Either scenario brings along a lot of enormous questions, which I don't think will be answered any time soon. But the fact remains, that the fundamental disconnect between the language of the reading traditions, and the language of the Quranic Consonantal Text needs to be explained in some way. I hope my previous articles on the disconnect between the QCT and the modern readings are felt, by my readers, also to be so fundamental as to require an explanation e.g. as the developments and loss of *ʔ, the diptosy of the feminine ending, the loss of nunation, retention of ē, (and also ō?) etc."

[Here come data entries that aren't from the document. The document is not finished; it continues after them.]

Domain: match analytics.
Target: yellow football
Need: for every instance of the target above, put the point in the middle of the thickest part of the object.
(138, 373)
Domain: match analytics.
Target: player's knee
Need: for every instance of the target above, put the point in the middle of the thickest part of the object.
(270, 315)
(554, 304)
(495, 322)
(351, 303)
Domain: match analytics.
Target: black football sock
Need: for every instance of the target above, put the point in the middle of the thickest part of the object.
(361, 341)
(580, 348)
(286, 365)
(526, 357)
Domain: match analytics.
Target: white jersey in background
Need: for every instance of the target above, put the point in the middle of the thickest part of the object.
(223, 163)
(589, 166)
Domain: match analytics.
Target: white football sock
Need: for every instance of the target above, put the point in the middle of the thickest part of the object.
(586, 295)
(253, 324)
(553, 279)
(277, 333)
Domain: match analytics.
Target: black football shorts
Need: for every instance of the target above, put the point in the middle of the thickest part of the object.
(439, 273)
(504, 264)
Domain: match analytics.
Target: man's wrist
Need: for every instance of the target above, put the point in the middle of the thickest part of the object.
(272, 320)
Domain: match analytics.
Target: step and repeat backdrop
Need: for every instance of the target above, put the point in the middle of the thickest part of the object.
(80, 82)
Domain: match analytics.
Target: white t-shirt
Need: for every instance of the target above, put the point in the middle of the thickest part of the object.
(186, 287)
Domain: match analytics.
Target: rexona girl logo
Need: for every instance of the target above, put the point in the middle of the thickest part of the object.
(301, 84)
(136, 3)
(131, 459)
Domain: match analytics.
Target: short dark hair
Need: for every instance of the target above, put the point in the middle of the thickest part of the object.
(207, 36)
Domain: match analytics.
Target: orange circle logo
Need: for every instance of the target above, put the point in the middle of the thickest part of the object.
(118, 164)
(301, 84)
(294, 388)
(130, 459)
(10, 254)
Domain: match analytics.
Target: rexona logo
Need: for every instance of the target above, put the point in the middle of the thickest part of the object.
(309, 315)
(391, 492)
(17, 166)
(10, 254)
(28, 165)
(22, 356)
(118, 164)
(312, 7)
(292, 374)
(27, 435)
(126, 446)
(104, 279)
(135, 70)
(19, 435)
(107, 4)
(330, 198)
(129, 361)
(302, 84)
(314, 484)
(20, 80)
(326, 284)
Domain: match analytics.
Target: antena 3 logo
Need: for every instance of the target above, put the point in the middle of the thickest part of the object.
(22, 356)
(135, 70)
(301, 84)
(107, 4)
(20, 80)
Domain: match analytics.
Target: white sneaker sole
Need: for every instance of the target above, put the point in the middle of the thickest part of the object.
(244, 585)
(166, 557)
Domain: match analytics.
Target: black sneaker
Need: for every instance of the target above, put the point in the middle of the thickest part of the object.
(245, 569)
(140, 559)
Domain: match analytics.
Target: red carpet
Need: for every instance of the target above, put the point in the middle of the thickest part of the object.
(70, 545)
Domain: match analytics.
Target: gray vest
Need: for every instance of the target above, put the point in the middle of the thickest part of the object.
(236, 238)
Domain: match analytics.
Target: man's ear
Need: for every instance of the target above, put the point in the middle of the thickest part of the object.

Btw, my own view on these questions remains rather simple ... the Qur'an was never particularly integral to the early spread of Islamic rule (which does not mean it did not exist!), and its association with the historical Medinan prophet was far more tenuous and limited than is usually understood. It was written down quite early in 'vulgar' Arabic dialect (IMO), and the later conquest-era polities retained little clarity about how to correctly recite it or what its earliest textual layers meant/how they originated. As the archaic texts gained importance as a compiled religious text, the Islamic tradition exalted it with archaizing recitation traditions that had little authentic connection to the text's originating context. This is why goofball errors like the mispointing of had as gadd in Q 72:3 could go completely unnoticed ... the rasm was correct, and was accurately preserved, but there was no authentic preservation of how you recited that text or what much of it meant.
This is one reason why I favor the 'early Qur'an' theory. I can't see how it's even possible that such discontinuities could emerge unless the base texts were written down quite early. Otherwise you have to postulate the bizarre scenario, outlined by the Leiden guy above, where the Qur'an was much later written down by Uthman in a vulgar dialect that conflicted with how it was normally recited at that time. And then you also have to explain why so much of the Qur'an's language and references (e.g. the mysterious letters) were incomprehensible for the later tradition. That would seem almost impossible if it was composed very late. People would have retained a much better understanding of what it meant and how it was recited.